Remove any tool from the allowlist that does not have a one-sentence justification written in the role definition document. That document is your OWASP LLM06 compliance artifact.
Tool Schemas: Precise Descriptions Reduce Hallucination
Each tool registration requires four fields. The fourth is the most-neglected:
tool_schema = {
"name": "commit_file",
"description": "Commits a single file to a GitHub repository. Use after "
"content has been validated locally. Do NOT use for draft "

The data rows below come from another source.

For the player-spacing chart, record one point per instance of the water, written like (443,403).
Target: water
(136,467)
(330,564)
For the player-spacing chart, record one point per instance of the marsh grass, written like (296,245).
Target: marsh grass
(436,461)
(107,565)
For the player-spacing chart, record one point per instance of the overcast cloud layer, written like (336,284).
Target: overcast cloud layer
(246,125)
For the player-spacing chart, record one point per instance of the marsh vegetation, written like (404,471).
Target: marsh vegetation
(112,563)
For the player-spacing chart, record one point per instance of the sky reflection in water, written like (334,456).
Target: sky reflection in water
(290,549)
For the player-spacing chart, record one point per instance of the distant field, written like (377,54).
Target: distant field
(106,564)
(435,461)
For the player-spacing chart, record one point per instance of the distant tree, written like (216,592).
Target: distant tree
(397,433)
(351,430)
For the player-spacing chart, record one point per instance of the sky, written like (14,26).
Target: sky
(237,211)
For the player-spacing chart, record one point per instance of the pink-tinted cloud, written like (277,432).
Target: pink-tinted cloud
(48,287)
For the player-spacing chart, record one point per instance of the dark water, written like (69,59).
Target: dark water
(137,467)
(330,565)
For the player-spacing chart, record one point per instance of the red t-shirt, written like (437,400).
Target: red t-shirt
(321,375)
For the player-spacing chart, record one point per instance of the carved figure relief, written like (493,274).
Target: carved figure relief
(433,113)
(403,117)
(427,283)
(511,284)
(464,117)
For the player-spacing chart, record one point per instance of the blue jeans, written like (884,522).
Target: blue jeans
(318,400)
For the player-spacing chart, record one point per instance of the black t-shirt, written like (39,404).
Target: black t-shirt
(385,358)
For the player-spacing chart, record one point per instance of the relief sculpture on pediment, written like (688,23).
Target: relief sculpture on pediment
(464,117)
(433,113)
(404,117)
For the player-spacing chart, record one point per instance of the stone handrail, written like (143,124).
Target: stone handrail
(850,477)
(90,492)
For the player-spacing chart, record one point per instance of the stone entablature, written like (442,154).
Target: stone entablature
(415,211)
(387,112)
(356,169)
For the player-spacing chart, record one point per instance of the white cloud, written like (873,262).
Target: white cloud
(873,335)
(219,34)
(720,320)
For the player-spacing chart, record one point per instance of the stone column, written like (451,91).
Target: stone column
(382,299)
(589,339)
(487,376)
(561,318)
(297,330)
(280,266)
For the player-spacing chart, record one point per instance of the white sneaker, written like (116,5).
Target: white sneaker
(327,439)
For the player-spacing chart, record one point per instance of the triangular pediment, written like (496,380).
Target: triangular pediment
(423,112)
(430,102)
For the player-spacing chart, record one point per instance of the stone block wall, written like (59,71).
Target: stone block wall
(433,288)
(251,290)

"content, experimental changes, or files containing "
"$CRED{} handles.",
"parameters": {
"repo": {"type": "string", "description": "owner/repo format"},
"path": {"type": "string", "description": "File path within repo"},
"content": {"type": "string", "description": "File content to commit"},
"message": {"type": "string", "description": "Commit message"}
},
"returns": "Commit URL on success, error string on failure"
}
The "Do NOT use for..." clause in the description is the field that reduces hallucinated calls. Precise descriptions of when a tool should not be used cut hallucinated tool invocations by 30–60% in observed deployments, because the model can evaluate its current situation against the exclusion conditions before deciding to call the tool.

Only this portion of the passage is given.